Das Finanzgericht (FG) Köln hat verfassungs- und europarechtliche Bedenken gegen § 10b Abs. 1 S. 6 EStG (sog. struktureller Inlandsbezug). Ein Ausschluss der Abzugsfähigkeit von Auslandsspenden kommt danach nur dann in Betracht, wenn die Möglichkeit der Ansehenssteigerung Deutschlands durch die ausländische Empfängerkörperschaft evident ausgeschlossen ist.

Abzugsfähigkeit von Auslandsspenden noch immer problematisch

Die ausländischen Empfängerkörperschaften müssen nämlich immer noch zusätzlich zu ihren nationalen Vorgaben auch die deutschen formellen und materiellen Gemeinnützigkeitsvorschriften beachten, damit die Spenden von Steuerpflichtigen in Deutschland steuerlich Berücksichtigung finden können. Die Erfüllung der umfangreichen deutschen Gemeinnützigkeitsvorschriften ist für die meisten ausländischen Körperschaften aber nahezu unmöglich.

Hinzu kommt, dass die Spender die Beweislast für die Erfüllung dieser Voraussetzungen durch die Empfängerkörperschaft tragen und ohne Mitwirkung der ausländischen Empfängerkörperschaft die erforderlichen Nachweise meist nicht beschaffen können. Zu allem Überfluss stellt § 10b Abs. 1 S. 6 EStG noch eine weitere Hürde auf: Die Tätigkeit des Zuwendungsempfängers muss neben der Verwirklichung der steuerbegünstigten Zwecke auch zum Ansehen der Bundesrepublik Deutschland beitragen können (sog. struktureller Inlandsbezug). Wann aber kann die Tätigkeit einer ausländischen Körperschaft zum Ansehen Deutschlands beitragen? Mit dieser Frage hatte sich das FG Köln zu beschäftigen.

Spende zur Fertigstellung einer Kirche in Rumänien

Eine deutsche Steuerpflichtige überwies einer rumänischen Körperschaft des öffentlichen Rechts, die kirchliche Zwecke verfolgte, 15.000 Euro für die Fertigstellung einer Kirche. Der Name der Spenderin wurde in den Boden des Altars eingraviert. Darüber hinaus wird die Spenderin seitdem bei jeder Messe, die in der Kirche abgehalten wird, mittels Fürbitten namentlich erwähnt. In der örtlichen Presse wurde das Engagement der Spenderin aus Deutschland erwähnt. Das Finanzamt lehnte die Berücksichtigung der Aufwendungen als Spende gleichwohl ab: der strukturelle Inlandsbezug fehle. Dagegen klagte die Spenderin.

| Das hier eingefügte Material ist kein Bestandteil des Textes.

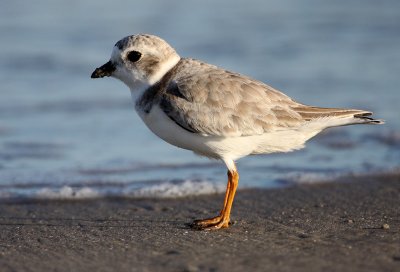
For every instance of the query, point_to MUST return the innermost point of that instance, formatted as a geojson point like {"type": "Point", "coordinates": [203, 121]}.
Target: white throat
{"type": "Point", "coordinates": [164, 68]}
{"type": "Point", "coordinates": [138, 89]}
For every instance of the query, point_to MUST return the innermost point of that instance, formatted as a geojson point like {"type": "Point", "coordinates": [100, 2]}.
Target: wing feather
{"type": "Point", "coordinates": [208, 100]}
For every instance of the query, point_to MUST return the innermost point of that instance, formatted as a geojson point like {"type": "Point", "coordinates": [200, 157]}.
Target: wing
{"type": "Point", "coordinates": [213, 101]}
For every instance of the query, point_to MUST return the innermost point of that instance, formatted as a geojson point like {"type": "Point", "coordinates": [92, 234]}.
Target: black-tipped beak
{"type": "Point", "coordinates": [105, 70]}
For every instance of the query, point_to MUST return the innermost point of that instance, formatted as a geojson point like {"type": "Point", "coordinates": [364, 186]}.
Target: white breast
{"type": "Point", "coordinates": [225, 148]}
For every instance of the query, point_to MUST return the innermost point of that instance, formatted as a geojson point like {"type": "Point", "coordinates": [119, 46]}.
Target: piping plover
{"type": "Point", "coordinates": [214, 112]}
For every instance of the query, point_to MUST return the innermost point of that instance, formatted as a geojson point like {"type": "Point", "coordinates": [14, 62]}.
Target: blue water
{"type": "Point", "coordinates": [63, 133]}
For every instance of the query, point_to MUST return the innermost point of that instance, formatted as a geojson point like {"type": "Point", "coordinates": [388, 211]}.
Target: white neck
{"type": "Point", "coordinates": [164, 68]}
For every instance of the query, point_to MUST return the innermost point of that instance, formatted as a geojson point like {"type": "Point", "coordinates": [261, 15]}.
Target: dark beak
{"type": "Point", "coordinates": [105, 70]}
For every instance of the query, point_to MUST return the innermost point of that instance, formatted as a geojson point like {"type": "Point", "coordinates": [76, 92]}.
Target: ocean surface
{"type": "Point", "coordinates": [64, 135]}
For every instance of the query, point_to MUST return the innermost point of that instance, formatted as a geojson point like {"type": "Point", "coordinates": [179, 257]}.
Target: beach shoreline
{"type": "Point", "coordinates": [352, 225]}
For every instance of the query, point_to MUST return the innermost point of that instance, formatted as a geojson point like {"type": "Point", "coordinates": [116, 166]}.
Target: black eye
{"type": "Point", "coordinates": [134, 56]}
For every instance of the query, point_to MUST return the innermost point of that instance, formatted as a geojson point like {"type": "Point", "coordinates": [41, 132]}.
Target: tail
{"type": "Point", "coordinates": [337, 117]}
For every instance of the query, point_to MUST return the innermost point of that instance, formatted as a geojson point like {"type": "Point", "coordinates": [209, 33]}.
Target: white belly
{"type": "Point", "coordinates": [217, 147]}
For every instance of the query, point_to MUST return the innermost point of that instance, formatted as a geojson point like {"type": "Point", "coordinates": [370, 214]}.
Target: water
{"type": "Point", "coordinates": [65, 135]}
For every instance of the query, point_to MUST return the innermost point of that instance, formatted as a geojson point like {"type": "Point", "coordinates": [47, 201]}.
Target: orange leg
{"type": "Point", "coordinates": [222, 220]}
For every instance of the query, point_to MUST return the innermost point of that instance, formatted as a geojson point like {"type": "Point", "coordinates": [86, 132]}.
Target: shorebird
{"type": "Point", "coordinates": [214, 112]}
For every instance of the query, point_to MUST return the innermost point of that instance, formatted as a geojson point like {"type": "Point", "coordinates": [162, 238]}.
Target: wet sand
{"type": "Point", "coordinates": [342, 226]}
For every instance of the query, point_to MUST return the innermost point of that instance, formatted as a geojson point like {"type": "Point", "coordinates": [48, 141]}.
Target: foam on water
{"type": "Point", "coordinates": [63, 135]}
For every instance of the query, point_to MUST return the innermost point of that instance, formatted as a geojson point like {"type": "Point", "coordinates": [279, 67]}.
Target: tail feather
{"type": "Point", "coordinates": [354, 116]}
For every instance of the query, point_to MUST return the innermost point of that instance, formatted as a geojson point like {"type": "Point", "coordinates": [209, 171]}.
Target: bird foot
{"type": "Point", "coordinates": [214, 223]}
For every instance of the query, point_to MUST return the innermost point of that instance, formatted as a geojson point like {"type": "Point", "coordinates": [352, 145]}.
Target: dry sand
{"type": "Point", "coordinates": [350, 226]}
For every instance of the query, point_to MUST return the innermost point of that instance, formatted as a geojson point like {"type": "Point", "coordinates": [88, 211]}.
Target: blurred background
{"type": "Point", "coordinates": [65, 135]}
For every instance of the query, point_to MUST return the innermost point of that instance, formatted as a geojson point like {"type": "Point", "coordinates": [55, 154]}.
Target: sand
{"type": "Point", "coordinates": [341, 226]}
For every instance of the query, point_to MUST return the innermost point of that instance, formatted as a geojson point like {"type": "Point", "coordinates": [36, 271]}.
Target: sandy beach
{"type": "Point", "coordinates": [342, 226]}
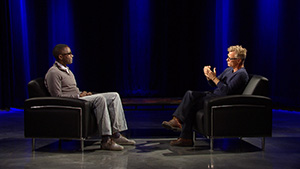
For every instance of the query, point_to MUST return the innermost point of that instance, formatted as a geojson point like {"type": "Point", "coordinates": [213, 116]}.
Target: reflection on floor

Struktureller Inlandsbezug für die Praxis ungeeignet

Der strukturelle Inlandsbezug wird in der Literatur wegen fehlender Normenklarheit und wegen erheblicher Auslegungsunschärfen als für die praktische Rechtsanwendung völlig ungeeignet angesehen und wegen seiner vagen Formulierung und eines fehlenden vollzugsfähigen Inhalts als inhaltsleer und für die praktische Rechtsanwendung ungeeignet kritisiert.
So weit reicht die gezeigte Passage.